Digital Humanities: Navigating a Sea of Data


By Nathan Gallagher

The classic image of a historian is of someone rifling through books in enormous libraries or buried in dusty archives, looking for the right documents. Of course we still do these things, but the historian’s craft is no longer limited to what’s written on paper. Digital approaches to history range from online archives and museum exhibitions to historical mapping to complex data mining. These computer-based techniques all fall under the umbrella of “digital humanities,” and how they’re used all depends on the problem that needs to be solved. Here’s a great example of some of the new ways historians are approaching research questions in the information age.

Wooden shipbuilding was a huge industry in early modern Europe, and it demanded a lot of wood. Spain got its timber from Iberian forests as much as possible, but they had to look outside their borders to get all the wood they needed. This meant importing timber from the Baltic region.

baltic region

The Baltic region

But exactly how much timber did Spain have to import? That’s where the Sound Toll Registers Online comes in.

And what exactly are the Sound Toll Registers? In short, the Sound Toll Registers (literally!) contain a sea of valuable information about early modern trade in Europe.

sound toll

There’s just one problem: spelling was not very consistent in the early modern era. Let’s say I want to search for cargoes that went to Cádiz, Spain. I’ll need to make sure I include:

Cadiz, Cadix, Caditz, Cadis, Cadex, Cadim, Candiz, Cordix, Kadix, Kalix, Qadix

Now let’s say I want to see all the cargoes of planks that went to Cádiz. In addition to needing all these spellings of the city, I’ll now need to catch about 2600 variations of the word “plank.” How can I be sure I’m getting everything I want? Wouldn’t it be better if I could just enter a number and know that I’m getting all the shipments of planks?

The answer is a process called “coding.” Not in the same sense that you code a computer program, but actually assigning a code to certain values in the database.

So, if I’m only concerned with the planks that went to Cádiz, I’ll filter out a lot of those spellings of “plank” if I’m only working with the cargoes that went to Cádiz.

First, I need to index the different spellings of “Cádiz.” This means I need to make a new table that lists each unique spelling of all ports of destination with the count of how many times it occurs, which helps prioritize the most common occurrences in very large data sets. This new table should have an empty column where I can place a number if the city is a spelling of Cádiz.

table 1

Unique place names are indexed.

Now the tedious part: I need to find each spelling of Cádiz and mark it with a number in our new column. In this case we’ve used “5”.

Table 2

Indexed place names are marked with a code.

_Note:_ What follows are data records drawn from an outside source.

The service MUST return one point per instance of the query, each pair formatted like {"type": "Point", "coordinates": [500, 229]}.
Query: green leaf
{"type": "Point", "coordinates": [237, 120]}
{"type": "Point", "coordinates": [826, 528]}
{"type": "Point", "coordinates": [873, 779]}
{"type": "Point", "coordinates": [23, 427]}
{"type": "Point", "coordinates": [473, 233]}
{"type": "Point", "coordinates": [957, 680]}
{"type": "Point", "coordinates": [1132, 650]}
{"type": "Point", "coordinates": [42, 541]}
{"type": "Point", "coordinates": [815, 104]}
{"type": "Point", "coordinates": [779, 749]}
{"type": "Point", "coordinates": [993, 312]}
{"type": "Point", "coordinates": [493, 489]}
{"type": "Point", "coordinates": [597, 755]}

But now if I include this table in my search for Cádiz, I simply connect the original spelling in the index table to the spelling in the main table, and search destinations with a code of “5”.

Table 3

The indexed place name in the “Portdest” table is connected to naar (to) in the “Ladingen” (cargoes) table.

Now the database will look for cargoes where the destination matches the spellings we marked with a “5.”  And now that I only have the cargoes that went to Cádiz, I can repeat this process with product names. Here we’ve identified planks with the number “205”.

table 4

Products that went to Cadiz are indexed and coded using the same process.

This time there were only 78 variations of “plank” to code. Much more manageable!

Of course, this is a very simple example. Using this same technique, we made an entirely new coded table where each destination and product we were interested in was given its own unique number. It takes some time to do the coding, but the amount of work and anxiety it saves to be completely confident in our searches was well worth it.

Now we can do things in a few minutes that might take years without a database. For example, I can easily see all the cargoes of timber products that went to different regions of Spain each year:

table 5

The amount of timber cargoes to the three naval jurisdictions of Spain, 1750-1760. From information in the Sound Toll Registers Online.

As you can see, the Sound Toll Registers is a valuable tool for our research into timber usage in early modern Iberia. It just takes some clever navigation to find meaning in a sea of data.

Special thanks to Arne Solli from the University of Bergen for teaching me these techniques.

Nathan Gallagher is a ForSEAdiscovery pre-doctoral researcher at the University of Groningen, where he is researching timber exports to Spain during the 17th and 18th centuries.